Demokratik siyasete katılmayı sağlayacak yasaların çıkarılmasının aynı zamanda demokratik siyasetin güvence altına alınması anlamına geldiğini belirten Eren, "Demokratik siyaseti nasıl güvence altına alırsın? Evet, geldim toplum içerisinde yer aldım, demokratik siyaset yürütüyorum; ama bir 'Terörle Mücadele Kanunu (TMK)' varsa bu demokratik siyaseti yürütmenin önünde bir engeldir. Türk Ceza Kanunu'nda bazı düzenlemeler yapılmazsa demokratik siyasetin önünde bir engeldir. Yine Ceza Muhakemesi Kanunu'dur, İnfaz Kanunu'dur, Siyasi Partiler Kanunu'dur, ifade özgürlüğüdür, örgütlenme özgürlüğüdür, bütün bunlara ilişkin düzenlemelerin yapılması bizatihi demokratik siyaseti güvence altına alan yasal düzenlemelerdir.

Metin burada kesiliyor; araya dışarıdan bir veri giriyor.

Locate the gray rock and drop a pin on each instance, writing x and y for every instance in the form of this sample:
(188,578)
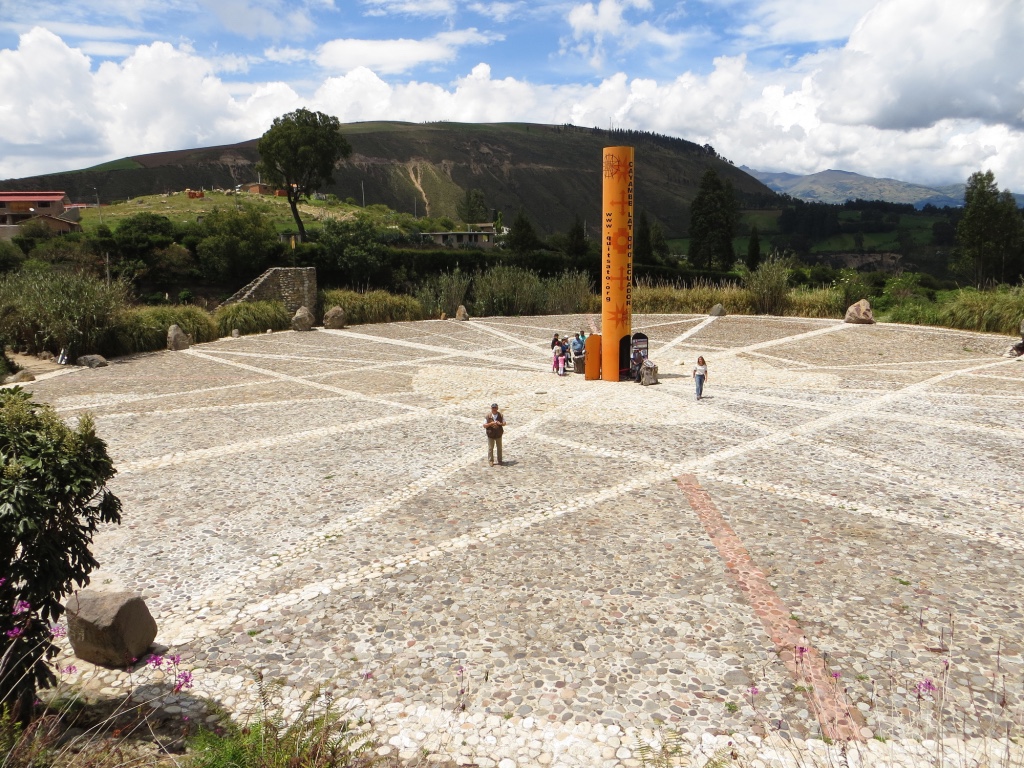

Tabi, bütün bunların yapılması kuşkusuz pozitif barış süreci açısından çok kıymetlidir" ifadelerini kullandı.
 
Negatif barış sürecinin yani çatışmasızlığın bazı şeyleri onardığını; fakat pozitif barış sürecinin ise halkların özgürleşmesini sağlayacağını belirten Eren, "Pozitif barış süreci farklı kültürlerin, dillerin, kimliklerin yaşama olanağını sağlayacak süreçtir. Aynı zamanda Kürtlerin dillerini, kimliklerini, vatandaşlık durumunu ve eşit yurttaşlık durumunu da güvence altına alacak süreçlerdir. Bunlar kuşkusuz bir an önce olacak süreçler değil; aşamalı süreçlerdir" diye belirtti. 
 
'UMUT HAKKI TANINMALI'
 
Avrupa İnsan Hakları Mahkemesi'nin Kürt Halk Önderi Abdullah Öcalan'a "umut hakkının" ihlal edildiğine yönelik kararın tanınmasını isteyen Eren, Meclis'te kurulan komisyonun Abdullah Öcalan ile görüşmemesinin eksiklik olduğunu ifade etti. Eren, "Dünyada birçok yerde çatışmalar yaşanmış, savaşlar yaşanmış, çatışma çözümleri olmuş,  barış süreçleri olmuş. Barış süreçleri doğru ilişkilerle mümkün hale gelebilir. Bakın Kolombiya'da FARC gerilla komutanı Timoşenko ile bu görüşme gerçekleşmiş ve bütün süreç bunun üzerinden gitmiş. Ve yine 'terörist' olarak ilan edilen Mandella 'terörist' olarak ilan edilen Güney Afrika Kongresi bir süre sonra bizatihi Apartheid rejiminin cumhurbaşkanı tarafından barışın lideri olarak kabul edilen Mandella ile görüşmeyle bu barış süreci gerçekleşmiş. Keza yine Nepal'de bakın Praçanda adlı komutanla yapılan görüşmeler sonucunda bu barış gerçekleşmiş" şeklinde konuştu. 
 
'KOMİSYON ABDULLAH ÖCALAN İLE GÖRÜŞMELİ'
 
Komisyonun Abdullah Öcalan ile görüşmesinin süreci hızlandıracağını kaydeden Eren, Bu görüşmenin gerçekleşmesi durumunda sonraki adımların hem negatif barış sürecinin ilerlemesi hem pozitif barış sürecine evrilmesini hızlandıracağını söyledi.